The normality assumption states that the data is normally distributed. This post touches on the importance of normality of data and illustrates how to check for normality of data in SPSS.
Why is normality of data important?
The normality assumption is important for all parametric tests.
Parametric tests are tests that assume that the parameters of the population from which the sample is drawn are normally distributed.
Examples of parametric tests include: t-tests, analysis of variance (ANOVA), and linear regression.
Characteristics of normal distribution
A normal distribution will have the following key characteristics:
The distribution is symmetrical in appearance, that is, the left side and the right side are almost identical.
The distribution has a bell shape.
The mean, median and mode are almost the same.
Methods for checking normality of data
There are two methods for checking whether a data is normally distributed or not.
These include: graphical methods and numerical (statistical) methods.
Graphical methods
The most common graphs used to check for normality of data include: histogram, box plot, P-P plot, and Q-Q plot.
Numerical methods
The most common numerical/statistical tests used to check for normality of data include: comparing the mean, median and the mode, skewness, the Shapiro-Wilk test, and the Kolmogorov-Smirnov test.
All these tests and graphs can be carried out in SPSS using one command.
How to check for normality of data in SPSS
It is easy to perform both graphical and numerical tests of normality of data in SPSS using only one command: the Explore command.
The procedures are as follows:
Click Analyze > Descriptive Statistics > Explore
The Explore dialogue box will open. Move the variable you want to check for normality into the “Dependent List” box either by dragging-and-dropping or by using the arrow button.

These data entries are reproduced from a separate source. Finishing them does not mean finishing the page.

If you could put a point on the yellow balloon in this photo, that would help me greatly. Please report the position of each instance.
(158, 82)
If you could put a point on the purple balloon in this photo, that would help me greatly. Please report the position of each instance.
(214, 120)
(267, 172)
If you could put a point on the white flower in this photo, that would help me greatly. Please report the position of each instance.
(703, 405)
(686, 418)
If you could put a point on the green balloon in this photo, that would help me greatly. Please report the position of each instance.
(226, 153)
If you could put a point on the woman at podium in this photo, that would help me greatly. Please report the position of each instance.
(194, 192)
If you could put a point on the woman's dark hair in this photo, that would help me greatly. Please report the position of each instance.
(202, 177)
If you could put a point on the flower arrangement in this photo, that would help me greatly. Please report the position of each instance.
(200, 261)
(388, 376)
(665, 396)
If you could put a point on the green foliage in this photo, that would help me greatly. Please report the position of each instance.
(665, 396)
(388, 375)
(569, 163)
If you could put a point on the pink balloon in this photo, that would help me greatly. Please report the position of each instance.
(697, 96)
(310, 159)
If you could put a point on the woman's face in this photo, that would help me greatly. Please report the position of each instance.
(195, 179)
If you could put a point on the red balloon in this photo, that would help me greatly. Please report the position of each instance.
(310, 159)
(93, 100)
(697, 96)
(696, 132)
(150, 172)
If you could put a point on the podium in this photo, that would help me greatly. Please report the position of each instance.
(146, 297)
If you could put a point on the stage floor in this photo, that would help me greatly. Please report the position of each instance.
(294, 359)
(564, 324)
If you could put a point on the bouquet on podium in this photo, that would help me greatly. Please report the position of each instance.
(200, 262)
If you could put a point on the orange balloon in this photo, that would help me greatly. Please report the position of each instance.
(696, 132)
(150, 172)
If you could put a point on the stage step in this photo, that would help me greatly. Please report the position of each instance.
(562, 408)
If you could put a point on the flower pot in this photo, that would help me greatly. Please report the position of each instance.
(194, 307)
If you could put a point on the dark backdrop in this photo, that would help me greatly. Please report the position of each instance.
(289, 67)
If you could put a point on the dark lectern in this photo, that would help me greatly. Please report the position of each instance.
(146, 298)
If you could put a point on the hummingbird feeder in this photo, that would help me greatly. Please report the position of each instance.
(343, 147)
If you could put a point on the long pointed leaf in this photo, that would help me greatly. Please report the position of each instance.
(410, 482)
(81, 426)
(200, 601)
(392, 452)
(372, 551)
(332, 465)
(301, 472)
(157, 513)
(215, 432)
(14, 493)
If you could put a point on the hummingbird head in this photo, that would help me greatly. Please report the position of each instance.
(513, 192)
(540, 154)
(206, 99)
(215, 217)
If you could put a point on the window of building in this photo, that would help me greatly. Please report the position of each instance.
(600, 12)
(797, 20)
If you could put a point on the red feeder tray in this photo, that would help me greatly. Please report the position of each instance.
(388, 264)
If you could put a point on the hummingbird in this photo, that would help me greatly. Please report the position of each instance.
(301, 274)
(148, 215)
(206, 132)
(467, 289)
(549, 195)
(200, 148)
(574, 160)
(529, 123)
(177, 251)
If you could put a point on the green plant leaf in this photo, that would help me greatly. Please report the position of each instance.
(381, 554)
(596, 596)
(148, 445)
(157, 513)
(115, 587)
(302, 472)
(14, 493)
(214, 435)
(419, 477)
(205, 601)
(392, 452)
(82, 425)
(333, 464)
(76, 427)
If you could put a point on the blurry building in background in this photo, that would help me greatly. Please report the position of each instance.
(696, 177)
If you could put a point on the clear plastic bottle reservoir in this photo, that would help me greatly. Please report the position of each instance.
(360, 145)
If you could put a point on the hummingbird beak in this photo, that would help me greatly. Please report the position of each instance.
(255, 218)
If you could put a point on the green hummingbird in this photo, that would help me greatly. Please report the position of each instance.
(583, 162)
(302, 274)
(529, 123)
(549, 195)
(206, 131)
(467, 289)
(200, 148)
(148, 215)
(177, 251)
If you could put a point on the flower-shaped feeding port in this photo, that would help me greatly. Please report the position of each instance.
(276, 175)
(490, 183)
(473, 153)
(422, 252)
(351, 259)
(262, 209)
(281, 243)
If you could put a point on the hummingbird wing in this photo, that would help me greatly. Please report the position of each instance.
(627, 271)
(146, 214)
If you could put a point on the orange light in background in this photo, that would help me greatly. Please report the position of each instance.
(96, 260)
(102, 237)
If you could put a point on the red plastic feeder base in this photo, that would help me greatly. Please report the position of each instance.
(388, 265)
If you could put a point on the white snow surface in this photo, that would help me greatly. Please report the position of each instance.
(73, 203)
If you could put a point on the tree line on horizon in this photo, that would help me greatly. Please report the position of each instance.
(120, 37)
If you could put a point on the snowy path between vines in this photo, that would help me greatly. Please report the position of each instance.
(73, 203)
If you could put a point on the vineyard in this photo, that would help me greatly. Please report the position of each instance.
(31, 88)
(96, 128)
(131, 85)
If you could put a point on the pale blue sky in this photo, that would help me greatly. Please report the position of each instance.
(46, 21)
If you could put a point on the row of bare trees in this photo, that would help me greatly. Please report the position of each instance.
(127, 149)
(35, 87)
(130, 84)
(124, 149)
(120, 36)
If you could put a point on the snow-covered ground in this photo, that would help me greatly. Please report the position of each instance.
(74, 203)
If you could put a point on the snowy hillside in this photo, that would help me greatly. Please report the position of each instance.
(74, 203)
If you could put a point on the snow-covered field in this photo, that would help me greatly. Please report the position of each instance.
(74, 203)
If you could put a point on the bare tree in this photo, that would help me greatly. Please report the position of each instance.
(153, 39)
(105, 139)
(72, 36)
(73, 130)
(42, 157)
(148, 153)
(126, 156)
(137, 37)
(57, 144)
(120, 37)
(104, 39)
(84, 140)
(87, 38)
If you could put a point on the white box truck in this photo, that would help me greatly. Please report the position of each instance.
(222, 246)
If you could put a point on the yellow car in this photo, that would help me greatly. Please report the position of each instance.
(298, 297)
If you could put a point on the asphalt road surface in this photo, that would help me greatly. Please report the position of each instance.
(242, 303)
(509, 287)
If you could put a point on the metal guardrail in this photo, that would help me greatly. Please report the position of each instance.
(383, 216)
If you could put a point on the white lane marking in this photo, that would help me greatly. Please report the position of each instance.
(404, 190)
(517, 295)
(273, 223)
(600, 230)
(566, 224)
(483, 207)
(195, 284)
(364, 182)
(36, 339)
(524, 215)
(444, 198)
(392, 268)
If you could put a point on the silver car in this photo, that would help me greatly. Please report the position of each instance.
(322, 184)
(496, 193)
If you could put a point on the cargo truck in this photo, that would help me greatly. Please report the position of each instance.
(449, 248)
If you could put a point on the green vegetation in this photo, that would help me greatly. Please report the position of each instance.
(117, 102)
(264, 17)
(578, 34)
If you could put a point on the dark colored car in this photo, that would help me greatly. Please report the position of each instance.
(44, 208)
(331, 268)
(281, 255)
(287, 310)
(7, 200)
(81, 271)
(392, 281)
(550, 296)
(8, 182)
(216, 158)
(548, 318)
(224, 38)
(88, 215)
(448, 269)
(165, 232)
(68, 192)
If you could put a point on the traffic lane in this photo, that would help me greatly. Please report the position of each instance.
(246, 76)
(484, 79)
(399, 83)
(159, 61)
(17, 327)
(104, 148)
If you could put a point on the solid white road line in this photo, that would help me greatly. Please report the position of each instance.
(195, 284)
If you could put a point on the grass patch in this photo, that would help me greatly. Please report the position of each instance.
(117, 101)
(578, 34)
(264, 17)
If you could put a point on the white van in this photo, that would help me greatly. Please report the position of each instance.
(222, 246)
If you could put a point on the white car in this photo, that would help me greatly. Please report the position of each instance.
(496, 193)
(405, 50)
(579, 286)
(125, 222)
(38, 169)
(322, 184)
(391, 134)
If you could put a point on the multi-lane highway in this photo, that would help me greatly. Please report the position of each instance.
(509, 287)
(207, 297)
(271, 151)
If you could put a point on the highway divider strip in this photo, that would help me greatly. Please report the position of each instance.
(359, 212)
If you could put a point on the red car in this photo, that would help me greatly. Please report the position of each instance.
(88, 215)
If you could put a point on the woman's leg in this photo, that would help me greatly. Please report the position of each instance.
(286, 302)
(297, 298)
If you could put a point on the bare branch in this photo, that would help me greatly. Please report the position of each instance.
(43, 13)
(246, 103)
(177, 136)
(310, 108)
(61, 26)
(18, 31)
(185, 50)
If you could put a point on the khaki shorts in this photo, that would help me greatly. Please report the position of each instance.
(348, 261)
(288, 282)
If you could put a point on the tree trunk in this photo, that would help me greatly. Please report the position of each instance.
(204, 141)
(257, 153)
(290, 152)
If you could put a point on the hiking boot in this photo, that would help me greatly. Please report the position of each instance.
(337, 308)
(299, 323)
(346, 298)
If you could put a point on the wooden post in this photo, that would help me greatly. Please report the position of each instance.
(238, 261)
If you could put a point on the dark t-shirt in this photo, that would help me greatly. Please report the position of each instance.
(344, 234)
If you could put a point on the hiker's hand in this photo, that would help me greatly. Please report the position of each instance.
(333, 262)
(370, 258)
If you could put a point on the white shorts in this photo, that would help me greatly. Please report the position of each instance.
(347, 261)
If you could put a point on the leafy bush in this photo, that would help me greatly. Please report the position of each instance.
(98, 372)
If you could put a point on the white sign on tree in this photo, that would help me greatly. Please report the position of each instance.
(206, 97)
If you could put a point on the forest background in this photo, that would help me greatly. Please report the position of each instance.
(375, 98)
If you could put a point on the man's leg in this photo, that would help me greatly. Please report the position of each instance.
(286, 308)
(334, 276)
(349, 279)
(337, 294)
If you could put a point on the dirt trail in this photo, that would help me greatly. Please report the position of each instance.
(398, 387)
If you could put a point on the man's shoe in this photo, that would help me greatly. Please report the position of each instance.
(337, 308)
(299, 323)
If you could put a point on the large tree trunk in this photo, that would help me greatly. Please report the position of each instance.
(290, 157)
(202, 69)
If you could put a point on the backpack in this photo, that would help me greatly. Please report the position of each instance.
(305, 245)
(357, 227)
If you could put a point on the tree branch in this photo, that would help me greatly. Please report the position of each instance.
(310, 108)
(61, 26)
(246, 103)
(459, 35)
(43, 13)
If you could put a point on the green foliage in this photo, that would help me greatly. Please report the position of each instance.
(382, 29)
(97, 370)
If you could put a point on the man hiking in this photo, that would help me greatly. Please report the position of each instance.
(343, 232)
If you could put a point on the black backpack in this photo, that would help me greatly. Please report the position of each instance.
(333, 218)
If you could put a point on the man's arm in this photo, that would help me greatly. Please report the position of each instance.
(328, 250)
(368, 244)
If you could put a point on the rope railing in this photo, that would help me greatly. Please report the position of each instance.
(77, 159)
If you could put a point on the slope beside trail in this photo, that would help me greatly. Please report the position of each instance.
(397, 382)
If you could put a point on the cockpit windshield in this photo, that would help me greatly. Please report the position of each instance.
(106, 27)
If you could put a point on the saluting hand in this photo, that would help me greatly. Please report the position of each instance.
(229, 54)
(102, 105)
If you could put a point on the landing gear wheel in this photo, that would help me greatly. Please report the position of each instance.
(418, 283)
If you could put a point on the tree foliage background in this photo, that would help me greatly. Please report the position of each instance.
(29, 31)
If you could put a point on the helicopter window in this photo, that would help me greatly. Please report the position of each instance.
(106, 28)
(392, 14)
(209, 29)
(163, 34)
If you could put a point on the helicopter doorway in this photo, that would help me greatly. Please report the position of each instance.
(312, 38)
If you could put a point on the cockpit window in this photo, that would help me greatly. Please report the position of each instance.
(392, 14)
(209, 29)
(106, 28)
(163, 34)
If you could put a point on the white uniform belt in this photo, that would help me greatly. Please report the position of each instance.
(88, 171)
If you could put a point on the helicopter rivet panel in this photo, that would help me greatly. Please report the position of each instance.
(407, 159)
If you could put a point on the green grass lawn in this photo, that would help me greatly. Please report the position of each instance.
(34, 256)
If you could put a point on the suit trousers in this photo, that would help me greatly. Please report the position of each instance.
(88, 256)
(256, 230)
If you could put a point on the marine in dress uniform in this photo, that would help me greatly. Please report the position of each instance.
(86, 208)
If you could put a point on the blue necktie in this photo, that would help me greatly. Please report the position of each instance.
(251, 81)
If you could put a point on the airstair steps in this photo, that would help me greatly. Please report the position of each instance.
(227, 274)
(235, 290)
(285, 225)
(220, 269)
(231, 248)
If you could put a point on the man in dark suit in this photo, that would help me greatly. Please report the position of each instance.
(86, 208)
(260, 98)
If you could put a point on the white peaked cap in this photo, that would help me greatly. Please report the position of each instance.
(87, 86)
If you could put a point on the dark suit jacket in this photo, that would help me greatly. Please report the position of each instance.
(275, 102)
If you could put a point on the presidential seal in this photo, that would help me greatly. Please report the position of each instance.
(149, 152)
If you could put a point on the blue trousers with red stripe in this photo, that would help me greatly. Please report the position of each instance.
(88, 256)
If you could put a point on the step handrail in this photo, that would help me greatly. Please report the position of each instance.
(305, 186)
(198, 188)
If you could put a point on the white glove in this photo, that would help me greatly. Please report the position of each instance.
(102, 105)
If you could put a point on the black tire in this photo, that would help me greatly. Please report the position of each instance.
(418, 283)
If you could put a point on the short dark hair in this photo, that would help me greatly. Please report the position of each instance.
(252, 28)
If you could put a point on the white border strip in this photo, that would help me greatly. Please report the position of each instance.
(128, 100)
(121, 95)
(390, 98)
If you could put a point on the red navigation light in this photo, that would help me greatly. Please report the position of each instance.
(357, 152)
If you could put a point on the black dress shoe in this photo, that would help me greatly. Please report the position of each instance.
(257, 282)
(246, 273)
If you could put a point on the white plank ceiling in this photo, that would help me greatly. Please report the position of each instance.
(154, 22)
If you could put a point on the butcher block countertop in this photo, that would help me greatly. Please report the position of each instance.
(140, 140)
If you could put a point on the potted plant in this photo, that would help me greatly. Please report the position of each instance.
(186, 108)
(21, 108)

Then click on the “Plots” button.
From the dialogue box, check the options “histogram” and “normality plots with tests.” You may also check the “stem-and-leaf” option.
Click Continue then OK.
SPSS Output
SPSS will produce a number of outputs including statistical/numerical results as well as graphs.
In the example above, we tested for the normality of the variable “age of the respondents”. The outputs produced are as follows:
Output 1: Statistical results
The first output is the descriptive statistics which include: mean, median, skewness, kurtosis, among others.
The first output is the descriptive statistics. Compare the mean with the median values to see if they are the same or almost the same. If they are the same, then the data is normally distributed. If they are not the same, then the data is not normally distributed.
Next, check the skewness value. If the value lies between -1 and -0.5, the data is said to be slightly negatively skewed. If the skewness value lies between +1 and 0.5, the data is said to be slightly positively skewed. In the above output, the skewness value is .620, which lies between 0.5 and +1 therefore we can conclude that the data is slightly positively skewed.
Output 2: The Tests of Normality table
The second output produced is the table of Tests of Normality, which gives the results of two tests: the Kolmogorov-Smirnov test and the Shapiro-Wilk test.
Both the Kolmogorov-Smirnov test and the Shapiro-Wilk test have the same null hypothesis, that is, the data is obtained from a normally distributed population. If the Sig. value is less than the p-value (0.05), we reject the null hypothesis. On the other hand, if the Sig. value is greater than the p-value (0.05), we fail to reject the null hypothesis.
From the table of Tests of Normality above, the Sig. value of both tests is less than 0.05. We therefore reject the null hypothesis and conclude that the data is obtained from a non-normal distribution.
The Shapiro-Wilk test is used when the sample size is small (less than 50) but it can also be used for larger samples. The Kolmogorov-Smirnov test on the other hand is more appropriate with a larger sample size. Of the two tests, the Shapiro-Wilk test is said to be more robust than the Kolmogorov-Smirnov test.
Output 3: Histograms
The other output from SPSS is the histogram, which shows how the data is distributed.
Histogram can show whether the data is normally distributed or skewed to the left or right.
Left skew: the tail is towards the left but the data points are concentrated on the right. It is also referred to as positively skewed.
Right skew: the tail is towards the right but the data points are concentrated on the left. It is also referred to as negatively skewed.
From the histograms above, the tail is towards the right and the data points are concentrated on the left. Therefore the data is right (negatively) skewed.
Output 4: Q-Q plots
Besides the histogram, SPSS also produces Q-Q (Quantile-Quantile) plot.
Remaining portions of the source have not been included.